The celebration of Indigenous music continued with a later performance by 19-year-old ARIA winner Budjerah, a superstar quickly on the way up.
At the other end of the spectrum there were veterans galore: Delta Goodrem, Missy Higgins, Jimmy Barnes, Tina Arena, Beccy Cole, Adam Harvey and the ever-powerful Casey Donovan, who stole the show as she often does.
A standout was the inclusion of a choir comprised of healthcare workers, who took the stage with Delta Goodrem to sing her song Together We Are One for the second time, after they first joined forces during the early days of the pandemic in 2020.
The pylons on the bridge were adorned with images of nurses, the frontline heroes who were the focus of the night. To that end, none brought the story of the times home better than singer Gordi, who is also a doctor working in Melbourne hospitals during the COVID crisis. Last night, she swapped scrubs for the Opera House stage.
Casey Donovan has become the ABC’s New Year’s Eve insurance policy. She can sing anything better than just about anyone else, including the people who originally sang the songs she’s performing – and she showed us again why she fits her billing as “queen of New Year’s Eve” with killer covers of Higher Love and Born This Way.
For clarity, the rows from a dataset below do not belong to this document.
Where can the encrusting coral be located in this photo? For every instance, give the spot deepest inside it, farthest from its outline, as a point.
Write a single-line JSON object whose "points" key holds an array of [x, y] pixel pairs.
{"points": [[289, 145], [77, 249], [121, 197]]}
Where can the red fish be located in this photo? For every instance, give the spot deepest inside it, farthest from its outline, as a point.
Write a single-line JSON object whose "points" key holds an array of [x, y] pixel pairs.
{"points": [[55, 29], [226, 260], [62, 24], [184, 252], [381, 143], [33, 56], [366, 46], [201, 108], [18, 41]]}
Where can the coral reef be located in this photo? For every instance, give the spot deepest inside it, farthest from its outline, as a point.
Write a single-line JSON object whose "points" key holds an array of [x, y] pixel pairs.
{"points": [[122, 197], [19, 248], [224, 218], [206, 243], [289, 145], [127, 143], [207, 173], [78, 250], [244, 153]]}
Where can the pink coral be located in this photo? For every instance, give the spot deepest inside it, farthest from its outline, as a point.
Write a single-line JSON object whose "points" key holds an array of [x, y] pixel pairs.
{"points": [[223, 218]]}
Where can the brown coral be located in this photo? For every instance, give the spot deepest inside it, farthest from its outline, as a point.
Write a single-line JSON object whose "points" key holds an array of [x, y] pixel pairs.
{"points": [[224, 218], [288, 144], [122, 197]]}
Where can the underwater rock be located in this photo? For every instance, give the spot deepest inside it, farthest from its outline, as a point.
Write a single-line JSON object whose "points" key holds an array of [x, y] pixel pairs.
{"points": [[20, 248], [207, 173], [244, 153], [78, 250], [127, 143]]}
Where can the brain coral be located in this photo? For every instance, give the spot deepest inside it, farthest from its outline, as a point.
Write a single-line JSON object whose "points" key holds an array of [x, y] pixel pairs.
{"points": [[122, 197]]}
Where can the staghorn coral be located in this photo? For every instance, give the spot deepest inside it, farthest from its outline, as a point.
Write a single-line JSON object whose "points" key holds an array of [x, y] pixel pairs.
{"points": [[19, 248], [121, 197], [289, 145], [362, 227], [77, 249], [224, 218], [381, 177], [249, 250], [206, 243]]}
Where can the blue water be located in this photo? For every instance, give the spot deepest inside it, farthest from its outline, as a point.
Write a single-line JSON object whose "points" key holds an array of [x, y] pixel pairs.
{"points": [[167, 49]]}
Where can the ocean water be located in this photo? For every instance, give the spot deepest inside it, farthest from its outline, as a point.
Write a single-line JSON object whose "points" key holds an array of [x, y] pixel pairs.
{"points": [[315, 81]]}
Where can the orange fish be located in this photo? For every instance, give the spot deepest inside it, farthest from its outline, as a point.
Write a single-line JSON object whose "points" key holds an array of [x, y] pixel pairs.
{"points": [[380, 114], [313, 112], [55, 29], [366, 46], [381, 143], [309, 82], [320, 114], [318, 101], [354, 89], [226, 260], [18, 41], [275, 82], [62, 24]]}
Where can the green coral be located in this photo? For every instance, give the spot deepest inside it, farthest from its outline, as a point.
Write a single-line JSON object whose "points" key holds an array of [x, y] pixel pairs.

Guiding the evening’s proceedings for the fourth year were Charlie Pickering and Zan Rowe, who are smooth as silk in the gig and in each other’s company. They didn’t miss a beat.
It was left to the real veterans of the night to bring us to the big bang at midnight. Jimmy Barnes – with his brilliant wife Jane on backing vocals and then the bagpipes – brought the house down, followed by Tina Arena with a three-song set ending in her surprise AC/DC tribute.
Then it was over to an all-star rendition of George Michael’s Freedom.
“I won’t let you down
I will not give you up…”
We can but hope that’s a sentiment we can take into 2022.